I think this has been resolved -- more or less. Dave's objection was definitional.

> 
> Talking of datatypes, in 2.1.3 (BLD 7/20), "interpretation of primitive 
> datatypes", there is a sentence that I do not understand: Michale, you 
> wrote that "We assume that Dtype in D for each XML data type and that Dt 
> is disjoint from Ds for different XML primitive types s and t". How does 
> that conflict with xsd:long being a subtype of xsd:decimal?
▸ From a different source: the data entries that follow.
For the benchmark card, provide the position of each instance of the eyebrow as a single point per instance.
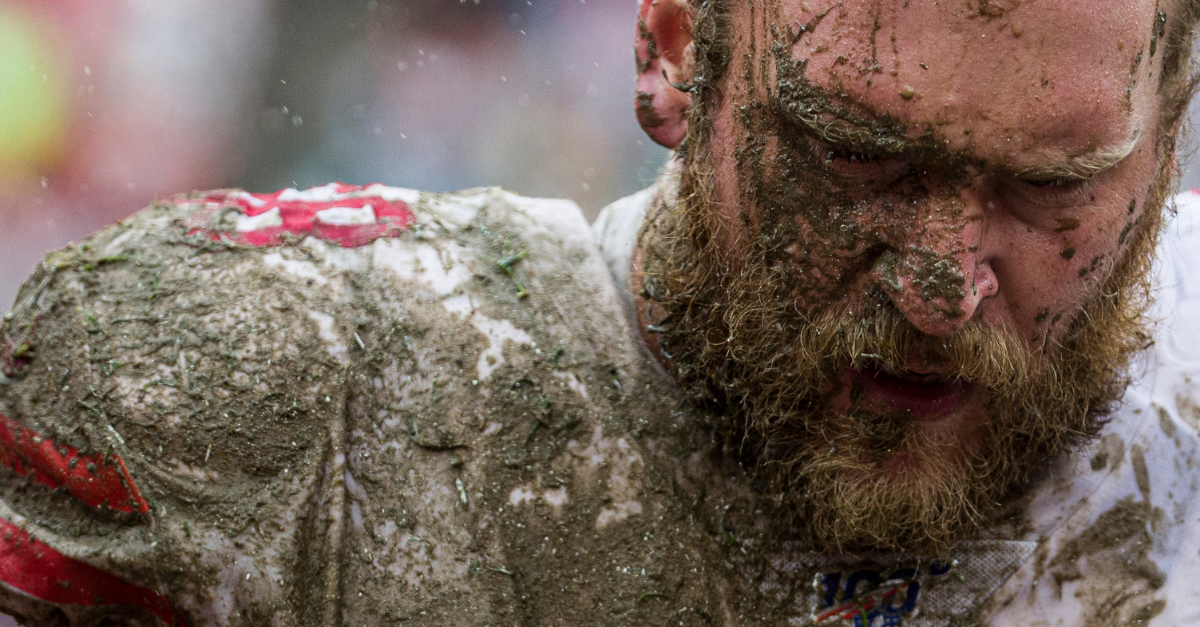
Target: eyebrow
(863, 135)
(1081, 166)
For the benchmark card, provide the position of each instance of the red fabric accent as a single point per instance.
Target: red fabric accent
(36, 569)
(300, 218)
(96, 482)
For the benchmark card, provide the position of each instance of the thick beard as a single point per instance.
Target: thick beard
(761, 372)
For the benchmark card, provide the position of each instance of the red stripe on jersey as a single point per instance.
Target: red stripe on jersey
(95, 481)
(36, 569)
(381, 219)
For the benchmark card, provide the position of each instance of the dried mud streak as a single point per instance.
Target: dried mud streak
(1117, 581)
(195, 371)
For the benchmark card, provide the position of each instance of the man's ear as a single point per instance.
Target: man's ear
(665, 59)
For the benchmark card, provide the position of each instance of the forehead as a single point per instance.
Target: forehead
(1005, 79)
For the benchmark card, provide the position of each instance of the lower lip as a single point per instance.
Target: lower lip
(925, 401)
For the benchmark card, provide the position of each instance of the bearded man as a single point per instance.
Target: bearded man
(899, 338)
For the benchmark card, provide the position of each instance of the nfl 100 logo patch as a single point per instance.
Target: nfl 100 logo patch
(873, 597)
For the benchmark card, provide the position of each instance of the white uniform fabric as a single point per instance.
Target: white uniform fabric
(1113, 535)
(375, 406)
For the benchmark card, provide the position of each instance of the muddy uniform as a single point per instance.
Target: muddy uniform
(375, 406)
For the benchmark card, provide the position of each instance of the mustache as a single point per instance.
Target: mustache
(877, 334)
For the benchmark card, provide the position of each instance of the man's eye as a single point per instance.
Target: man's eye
(851, 157)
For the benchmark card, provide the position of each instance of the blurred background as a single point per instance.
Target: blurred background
(107, 106)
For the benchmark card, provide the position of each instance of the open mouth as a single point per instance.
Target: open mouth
(924, 395)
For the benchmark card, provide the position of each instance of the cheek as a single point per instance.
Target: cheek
(1047, 274)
this is old stuff. has been fixed already


> > [[[
> > class TERM
> >     subclass CONST
> >         subclass ConstL
> >             property name: xsd:string [1]
> >         subclass ConstW
> >             property iri: xsd:anyURI
> >         subclass ConstD
> >             property lex: xsd:string
> >             property type: xsd:anyURI
> > ]]]
> 
> Why "name" for ConstL and "lex" for ConstD?
> 
> Also, shouldn't we extend VAR as well?
> [[[
> class TERM
>      subclass Var
>          property name: xsd:string
>          property type: xsd:anyURI
> ]]]
> 
> That is what I do in my strawman for the PR dialect (still being 
> drafted) (see also the declaration of the variable in the example in [1])
> 
> [1] http://lists.w3.org/Archives/Public/public-rif-wg/2007Jul/0114.html
> 
> Last, but not least: since primitive datatypes in BLD are defined by 
> reference to an external specification (xsd), can all datatypes be 
> handled the same way, whether they are primitive or not (and including 
> user-defined ones, e.g. in application data models)?

We now have a precise definition of a primitive data type: lexical space,
value space, and the mapping. Any set of constants that has these
attributes can be treated as a prim DT iin this formalism.